I'm not sure about MySql, but in Oracle, such a function would be similar to this one (you'll have to change the table and field names; I'm just copying something I did in the past):
CREATE OR REPLACE FUNCTION GoUpLevel(WO_ID INTEGER, UPLEVEL INTEGER) RETURN INTEGER
IS
BEGIN
DECLARE
iResult INTEGER;
iParent INTEGER;
BEGIN
IF UPLEVEL <= 0 THEN
iResult := WO_ID;
ELSE
SELECT PARENT_ID
INTO iParent
FROM WOTREE
WHERE ID = WO_ID;
iResult := GoUpLevel(iParent,UPLEVEL-1); --recursive
END;
RETURN iResult;
EXCEPTION WHEN NO_DATA_FOUND THEN
RETURN NULL;
END;
END GoUpLevel;
/
Joe Cleko's books "SQL for Smarties" and "Trees and Hierarchies in SQL for Smarties" describe methods that avoid recursion entirely, by using nested sets. That complicates the updating, but makes other queries (that would normally need recursion) comparatively straightforward. There are some examples in this article written by Joe back in 1996.

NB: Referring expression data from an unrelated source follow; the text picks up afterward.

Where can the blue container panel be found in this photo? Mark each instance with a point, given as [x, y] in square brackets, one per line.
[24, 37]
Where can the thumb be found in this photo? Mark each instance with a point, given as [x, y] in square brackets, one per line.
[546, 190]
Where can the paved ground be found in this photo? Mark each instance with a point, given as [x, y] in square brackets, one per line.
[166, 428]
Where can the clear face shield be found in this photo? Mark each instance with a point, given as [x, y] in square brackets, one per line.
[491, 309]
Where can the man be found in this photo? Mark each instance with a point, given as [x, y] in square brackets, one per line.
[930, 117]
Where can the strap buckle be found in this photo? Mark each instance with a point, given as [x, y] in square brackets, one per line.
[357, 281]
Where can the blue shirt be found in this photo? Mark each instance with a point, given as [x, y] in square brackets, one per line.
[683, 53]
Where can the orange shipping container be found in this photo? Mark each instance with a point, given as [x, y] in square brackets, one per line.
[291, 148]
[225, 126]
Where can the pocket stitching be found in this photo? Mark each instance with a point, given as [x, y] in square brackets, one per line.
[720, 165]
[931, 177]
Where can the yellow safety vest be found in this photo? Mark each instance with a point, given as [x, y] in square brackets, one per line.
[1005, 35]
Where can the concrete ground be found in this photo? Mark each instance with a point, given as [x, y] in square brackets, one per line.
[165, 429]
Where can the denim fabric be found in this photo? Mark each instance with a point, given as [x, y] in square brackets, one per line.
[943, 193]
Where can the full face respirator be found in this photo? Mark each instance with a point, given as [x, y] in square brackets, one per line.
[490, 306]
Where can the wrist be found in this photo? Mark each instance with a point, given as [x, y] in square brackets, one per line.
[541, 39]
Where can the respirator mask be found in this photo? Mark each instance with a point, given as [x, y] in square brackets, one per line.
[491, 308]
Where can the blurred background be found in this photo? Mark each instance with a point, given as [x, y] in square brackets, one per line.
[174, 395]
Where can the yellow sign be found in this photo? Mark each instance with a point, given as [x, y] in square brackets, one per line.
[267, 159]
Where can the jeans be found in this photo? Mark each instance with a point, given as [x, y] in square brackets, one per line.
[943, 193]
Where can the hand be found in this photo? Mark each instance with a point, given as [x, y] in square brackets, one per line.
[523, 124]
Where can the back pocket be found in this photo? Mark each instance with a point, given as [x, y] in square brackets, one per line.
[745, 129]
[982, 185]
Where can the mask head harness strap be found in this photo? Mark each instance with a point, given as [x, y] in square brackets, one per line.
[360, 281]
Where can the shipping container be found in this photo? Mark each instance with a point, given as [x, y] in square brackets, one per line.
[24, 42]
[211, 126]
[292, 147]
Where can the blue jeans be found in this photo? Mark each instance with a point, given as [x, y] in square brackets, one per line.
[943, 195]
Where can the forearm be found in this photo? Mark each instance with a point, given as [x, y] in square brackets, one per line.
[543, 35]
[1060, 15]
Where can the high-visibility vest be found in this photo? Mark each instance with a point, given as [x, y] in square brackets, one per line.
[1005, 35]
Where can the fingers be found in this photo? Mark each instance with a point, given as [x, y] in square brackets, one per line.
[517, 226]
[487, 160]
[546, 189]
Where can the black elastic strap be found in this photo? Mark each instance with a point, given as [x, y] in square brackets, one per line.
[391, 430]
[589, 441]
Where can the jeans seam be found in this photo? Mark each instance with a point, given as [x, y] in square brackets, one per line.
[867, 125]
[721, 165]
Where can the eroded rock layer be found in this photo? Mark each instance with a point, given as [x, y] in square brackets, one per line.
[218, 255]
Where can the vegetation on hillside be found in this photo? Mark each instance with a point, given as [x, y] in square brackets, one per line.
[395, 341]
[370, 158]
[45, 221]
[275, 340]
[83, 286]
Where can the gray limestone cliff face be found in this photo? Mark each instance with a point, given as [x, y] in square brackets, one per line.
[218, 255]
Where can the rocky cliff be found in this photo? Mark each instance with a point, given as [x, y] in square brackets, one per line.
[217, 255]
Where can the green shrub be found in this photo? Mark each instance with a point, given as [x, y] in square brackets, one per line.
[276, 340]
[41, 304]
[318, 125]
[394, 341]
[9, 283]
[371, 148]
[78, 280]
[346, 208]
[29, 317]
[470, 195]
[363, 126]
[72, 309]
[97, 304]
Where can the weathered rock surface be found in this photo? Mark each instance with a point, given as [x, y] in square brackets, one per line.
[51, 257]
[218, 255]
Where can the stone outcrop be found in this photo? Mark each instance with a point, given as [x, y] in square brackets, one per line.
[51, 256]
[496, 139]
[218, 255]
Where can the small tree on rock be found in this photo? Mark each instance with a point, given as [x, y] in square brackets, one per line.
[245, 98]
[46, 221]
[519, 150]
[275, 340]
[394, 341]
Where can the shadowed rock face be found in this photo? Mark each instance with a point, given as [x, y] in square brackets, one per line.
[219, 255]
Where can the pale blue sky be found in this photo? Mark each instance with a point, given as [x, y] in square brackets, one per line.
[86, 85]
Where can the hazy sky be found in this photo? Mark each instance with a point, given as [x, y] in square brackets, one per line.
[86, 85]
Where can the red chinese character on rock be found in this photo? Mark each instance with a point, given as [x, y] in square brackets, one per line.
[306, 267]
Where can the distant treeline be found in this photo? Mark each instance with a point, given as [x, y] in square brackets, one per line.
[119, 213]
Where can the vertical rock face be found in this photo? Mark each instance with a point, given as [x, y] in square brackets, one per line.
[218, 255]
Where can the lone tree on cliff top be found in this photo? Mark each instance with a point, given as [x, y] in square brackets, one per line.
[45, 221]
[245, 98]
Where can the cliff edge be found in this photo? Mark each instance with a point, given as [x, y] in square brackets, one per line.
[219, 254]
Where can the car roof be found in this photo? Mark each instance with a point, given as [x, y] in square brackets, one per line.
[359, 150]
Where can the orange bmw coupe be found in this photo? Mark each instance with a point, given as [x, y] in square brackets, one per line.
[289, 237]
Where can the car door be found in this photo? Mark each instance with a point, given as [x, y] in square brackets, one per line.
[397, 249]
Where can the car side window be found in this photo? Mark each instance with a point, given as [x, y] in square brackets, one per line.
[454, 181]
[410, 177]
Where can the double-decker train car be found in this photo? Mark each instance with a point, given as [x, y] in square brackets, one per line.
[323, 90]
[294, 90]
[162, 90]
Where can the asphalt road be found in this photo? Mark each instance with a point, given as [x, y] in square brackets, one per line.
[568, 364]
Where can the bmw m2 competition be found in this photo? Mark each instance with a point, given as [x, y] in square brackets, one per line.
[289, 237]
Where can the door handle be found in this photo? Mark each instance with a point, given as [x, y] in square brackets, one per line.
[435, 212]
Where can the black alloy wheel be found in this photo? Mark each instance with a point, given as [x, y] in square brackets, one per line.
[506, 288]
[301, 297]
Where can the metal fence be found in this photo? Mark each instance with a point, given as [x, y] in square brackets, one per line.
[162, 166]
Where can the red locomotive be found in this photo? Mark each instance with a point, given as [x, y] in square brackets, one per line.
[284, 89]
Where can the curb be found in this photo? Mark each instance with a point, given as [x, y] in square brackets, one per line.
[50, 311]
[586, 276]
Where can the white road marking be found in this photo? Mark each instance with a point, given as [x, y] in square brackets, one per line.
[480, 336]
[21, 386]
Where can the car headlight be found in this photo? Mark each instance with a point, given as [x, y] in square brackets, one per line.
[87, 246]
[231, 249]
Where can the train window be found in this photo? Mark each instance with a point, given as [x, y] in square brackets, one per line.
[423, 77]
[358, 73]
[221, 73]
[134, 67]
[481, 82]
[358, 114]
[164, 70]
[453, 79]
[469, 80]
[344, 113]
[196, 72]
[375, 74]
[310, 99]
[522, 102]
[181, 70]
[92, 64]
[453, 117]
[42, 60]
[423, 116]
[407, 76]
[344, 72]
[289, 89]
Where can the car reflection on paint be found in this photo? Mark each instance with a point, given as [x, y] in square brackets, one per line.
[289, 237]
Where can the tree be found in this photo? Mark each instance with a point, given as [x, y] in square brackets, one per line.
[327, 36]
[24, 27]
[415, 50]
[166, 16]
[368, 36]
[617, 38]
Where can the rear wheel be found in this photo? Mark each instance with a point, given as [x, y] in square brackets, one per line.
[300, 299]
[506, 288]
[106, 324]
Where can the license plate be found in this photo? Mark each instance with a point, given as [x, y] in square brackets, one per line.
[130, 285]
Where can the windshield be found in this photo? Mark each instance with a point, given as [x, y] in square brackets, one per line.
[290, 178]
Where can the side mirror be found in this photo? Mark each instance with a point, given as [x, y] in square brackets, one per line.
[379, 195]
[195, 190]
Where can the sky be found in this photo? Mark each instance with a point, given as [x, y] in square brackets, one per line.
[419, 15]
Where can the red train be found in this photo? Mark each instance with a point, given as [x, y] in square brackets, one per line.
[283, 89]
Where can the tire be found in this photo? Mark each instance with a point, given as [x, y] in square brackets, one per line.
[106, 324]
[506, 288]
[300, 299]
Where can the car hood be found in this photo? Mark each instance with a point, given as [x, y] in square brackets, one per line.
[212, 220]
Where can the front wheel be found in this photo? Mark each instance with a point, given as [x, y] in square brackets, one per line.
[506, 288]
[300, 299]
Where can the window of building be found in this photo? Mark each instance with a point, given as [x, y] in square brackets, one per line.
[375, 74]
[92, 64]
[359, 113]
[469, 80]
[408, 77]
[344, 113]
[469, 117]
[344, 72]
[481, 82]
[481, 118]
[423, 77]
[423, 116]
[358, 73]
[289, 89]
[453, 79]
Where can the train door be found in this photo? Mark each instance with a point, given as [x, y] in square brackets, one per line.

I don't think that this can be accomplished without using recursion. You can accomplish it with with a single stored procedure using mySQL, but recursion is not allowed in stored procedures by default. This article has information about how to enable recursion. I'm not certain about how much impact this would have on performance verses the multiple query approach. mySQL may do some optimization of stored procedures, but otherwise I would expect the performance to be similar.
Didn't know if you had a Users table, so I get the list via the User_ID's stored in the Group_Member table...
SELECT GroupUsers.User_ID,
(
SELECT
STUFF((SELECT ',' +
Cast(Group_ID As Varchar(10))
FROM Group_Member Member (nolock)
WHERE Member.User_ID=GroupUsers.User_ID
FOR XML PATH('')),1,1,'')
) As Groups
FROM (SELECT User_ID FROM Group_Member GROUP BY User_ID) GroupUsers
That returns:
User_ID Groups
3 1
4 1
5 1
6 2,4
7 2
9 4
10 1
12 5
Which seems right according to the data in your table. But doesn't match up with your expected value list (e.g. User 9 is only in one group in your table data but you show it in the results as belonging to two)
EDIT: Dang. Just noticed that you're using MySQL. My solution was for SQL Server. Sorry.
-- Kevin Fairchild
There was already similar question raised.
Here is my answer (a bit edited):
I am not sure I understand correctly your question, but this could work My take on trees in SQL.
Linked post described method of storing tree in database -- PostgreSQL in that case -- but the method is clear enough, so it can be adopted easily for any database.
With this method you can easy update all the nodes depend on modified node K with about N simple SELECTs queries where N is distance of K from root node.
Good Luck!
I don't remember which SO question I found the link under, but this article on sitepoint.com (second page) shows another way of storing hierarchical trees in a table that makes it easy to find all child nodes, or the path to the top, things like that. Good explanation with example code.
PS. Newish to StackOverflow, is the above ok as an answer, or should it really have been a comment on the question since it's just a pointer to a different solution (not exactly answering the question itself)?
There's no way to do this in the SQL standard, but you can usually find vendor-specific extensions, e.g., CONNECT BY in Oracle.
UPDATE: As the comments point out, this was added in SQL 99.